The fellow at the book fair would, I guess, be counted by Max as a 'down-the-pub conspiracy theorist', but that doesn't mean his opinion - his perception - is of no account. It was very clear from the facts he trotted out that, disillusioned or not, he remained well-informed on current events in F1.
And the point, surely, is that even if Ferrari has not been... looked upon kindly in recent years, the perception of a great many people - in the paddock as well as in the grandstands - is to the contrary.
Perception - even if incorrect - is not something to be ignored, as Mosley himself has acknowledged. In defending the FIA's decision some years ago to 'legalise' traction control once more, he came out with sundry arguments in justification of the decision, one of which was that during the time in which such systems had been banned, rumours persisted that not all teams had observed the ban. Had been cheating, in other words. Even if that were not so, Max said, even if it were merely a perception, still it was enormously damaging to the sport that such things were being said.
Quite true and it's the same now with regard to the perception that Ferrari is 'a special case'. Nothing will persuade me that what happened to Alonso at Monza was other than unjust and it stemmed originally from a response from Massa - and Ferrari - that smacked of brats in a kindergarten.

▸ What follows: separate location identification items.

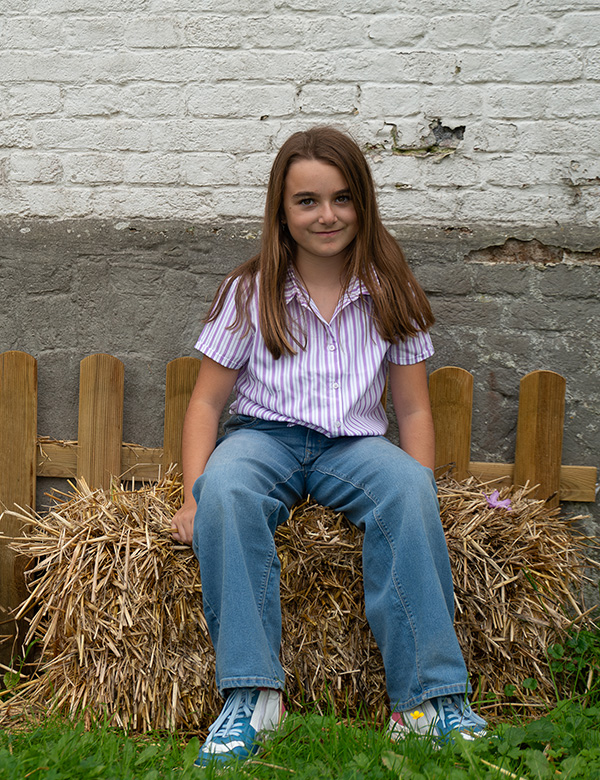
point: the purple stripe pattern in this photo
(334, 385)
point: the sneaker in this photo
(439, 718)
(248, 713)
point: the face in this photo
(318, 211)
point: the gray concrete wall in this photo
(507, 302)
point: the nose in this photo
(327, 215)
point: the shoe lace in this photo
(232, 720)
(456, 713)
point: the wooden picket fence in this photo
(99, 453)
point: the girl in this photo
(305, 333)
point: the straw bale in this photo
(116, 606)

The stewards - none of whom to the best of my knowledge has ever driven an F1 car at 200mph - might have done well to take note of the opinions of those who have. All a matter of perception, you see.

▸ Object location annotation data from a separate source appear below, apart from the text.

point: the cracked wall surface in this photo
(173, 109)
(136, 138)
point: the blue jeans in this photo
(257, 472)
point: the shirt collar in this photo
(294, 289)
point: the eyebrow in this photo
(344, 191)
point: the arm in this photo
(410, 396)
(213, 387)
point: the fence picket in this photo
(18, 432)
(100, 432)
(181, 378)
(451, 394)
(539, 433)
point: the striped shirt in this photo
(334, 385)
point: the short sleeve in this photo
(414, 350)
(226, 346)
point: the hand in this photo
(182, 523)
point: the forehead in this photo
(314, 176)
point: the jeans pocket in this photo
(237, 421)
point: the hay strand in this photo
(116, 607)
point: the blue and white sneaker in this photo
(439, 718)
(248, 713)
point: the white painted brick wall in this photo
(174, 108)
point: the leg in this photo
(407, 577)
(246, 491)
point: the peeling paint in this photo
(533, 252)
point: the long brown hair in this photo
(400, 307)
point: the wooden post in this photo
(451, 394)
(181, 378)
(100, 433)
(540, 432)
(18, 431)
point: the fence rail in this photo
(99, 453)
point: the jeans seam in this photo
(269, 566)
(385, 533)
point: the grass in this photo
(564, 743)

And the perception at Monza was here was yet another controversy out of which Ferrari came well and its main opposition did not. It is good that following the uproar the other weekend there has been an emergency re-think, so that from now on a driver will be punished only if he deliberately impedes another, but that doesn't help Alonso.
The pity is that the rule was not correctly written in the first place - and that it was invoked in circumstances which inevitably added weight to an already widespread perception.
"I just hope," said the man on Sunday morning, "that Alonso wins it." One imagines Mr Cholmondeley Tapper would have voted the same way.